Beyond Fortresses: Shared Responsibility

In moments of rupture, the temptation to retreat is strong. When systems become unstable, the instinctive response is often to protect one’s own interests—securing resources, reinforcing economic boundaries, and shifting costs elsewhere. Yet a world organized around financial, ecological, or political fortresses risks becoming more fragile and less sustainable.

The Jubilee points instead toward a different horizon: one of shared responsibility—unequal, yet real—where interdependence is acknowledged, visible and invisible debts are faced, and resilience is built without placing the burden on the most vulnerable.

Missionary Insight: Listening After the Celebration

For missionary communities like the SMA, the Jubilee exemplifies a common pattern: decisive moments are judged more by their aftermath than by their symbolism. In his closing speech at the 2025 SMA General Assembly, the Superior General highlighted that assemblies and significant church events do not end with resolutions alone but with the duty to uphold their spirit in everyday mission.

What matters most begins after the doors are closed—when renewed convictions must be translated into long-term presence, discernment, and concrete choices.

This perspective shapes how the SMA approaches questions of debt, ecology, and inequality. These are not treated primarily as abstract policy issues, but as realities encountered alongside communities affected by environmental degradation, economic vulnerability, and social imbalance. From this vantage point, the Jubilee functions less as a conclusion than as a lens—sharpening attention to shared responsibility once the symbolic moment has passed, and grounding global concerns in lived human experience.
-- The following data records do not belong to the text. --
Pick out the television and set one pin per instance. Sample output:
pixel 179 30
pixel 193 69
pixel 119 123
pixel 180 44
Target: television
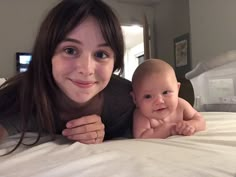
pixel 22 61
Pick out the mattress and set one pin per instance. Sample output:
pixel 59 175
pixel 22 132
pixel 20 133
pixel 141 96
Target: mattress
pixel 210 153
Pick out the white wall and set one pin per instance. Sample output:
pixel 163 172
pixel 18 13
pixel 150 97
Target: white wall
pixel 171 20
pixel 19 21
pixel 213 28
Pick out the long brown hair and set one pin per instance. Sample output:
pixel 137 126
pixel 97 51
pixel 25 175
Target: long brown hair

Shared Responsibility After the Jubilee

The Jubilee year may be over, but the world it sought to illuminate has not changed overnight. Debt remains. Ecological pressure continues. Inequality persists.
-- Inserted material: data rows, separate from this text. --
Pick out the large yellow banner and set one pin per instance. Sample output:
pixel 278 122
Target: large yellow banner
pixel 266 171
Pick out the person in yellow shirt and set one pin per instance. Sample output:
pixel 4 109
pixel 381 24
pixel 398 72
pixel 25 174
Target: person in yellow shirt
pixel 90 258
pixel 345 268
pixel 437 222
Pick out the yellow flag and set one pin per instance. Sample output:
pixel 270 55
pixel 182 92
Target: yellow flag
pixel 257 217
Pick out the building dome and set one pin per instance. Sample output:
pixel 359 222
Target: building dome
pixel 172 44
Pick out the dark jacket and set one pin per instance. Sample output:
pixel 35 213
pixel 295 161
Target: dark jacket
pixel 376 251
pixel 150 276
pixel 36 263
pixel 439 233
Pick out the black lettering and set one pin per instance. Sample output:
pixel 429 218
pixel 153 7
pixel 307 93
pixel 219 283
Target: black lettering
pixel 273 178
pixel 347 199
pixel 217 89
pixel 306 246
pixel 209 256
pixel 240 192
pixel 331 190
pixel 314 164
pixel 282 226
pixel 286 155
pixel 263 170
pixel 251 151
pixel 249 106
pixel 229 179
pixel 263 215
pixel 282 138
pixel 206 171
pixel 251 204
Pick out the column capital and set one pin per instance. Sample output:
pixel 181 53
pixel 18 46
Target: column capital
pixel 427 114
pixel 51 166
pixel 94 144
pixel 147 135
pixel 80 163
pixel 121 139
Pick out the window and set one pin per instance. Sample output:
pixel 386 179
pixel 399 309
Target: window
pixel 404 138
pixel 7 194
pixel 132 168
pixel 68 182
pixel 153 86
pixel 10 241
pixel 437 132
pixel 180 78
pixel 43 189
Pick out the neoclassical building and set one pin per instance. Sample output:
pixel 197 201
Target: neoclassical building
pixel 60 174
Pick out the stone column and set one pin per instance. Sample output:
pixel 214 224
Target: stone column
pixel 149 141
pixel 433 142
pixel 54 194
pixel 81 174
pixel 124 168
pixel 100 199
If freedom, as explored earlier in this series, is relational, then responsibility must also be shared. And if faith is truly incarnate, it cannot disengage once the celebrations end.

What remains after the Jubilee is not a program, but a question—quiet, persistent, and necessary:
How do we reorder our relationships—between nations, generations, and the earth itself—so that justice and sustainability grow together?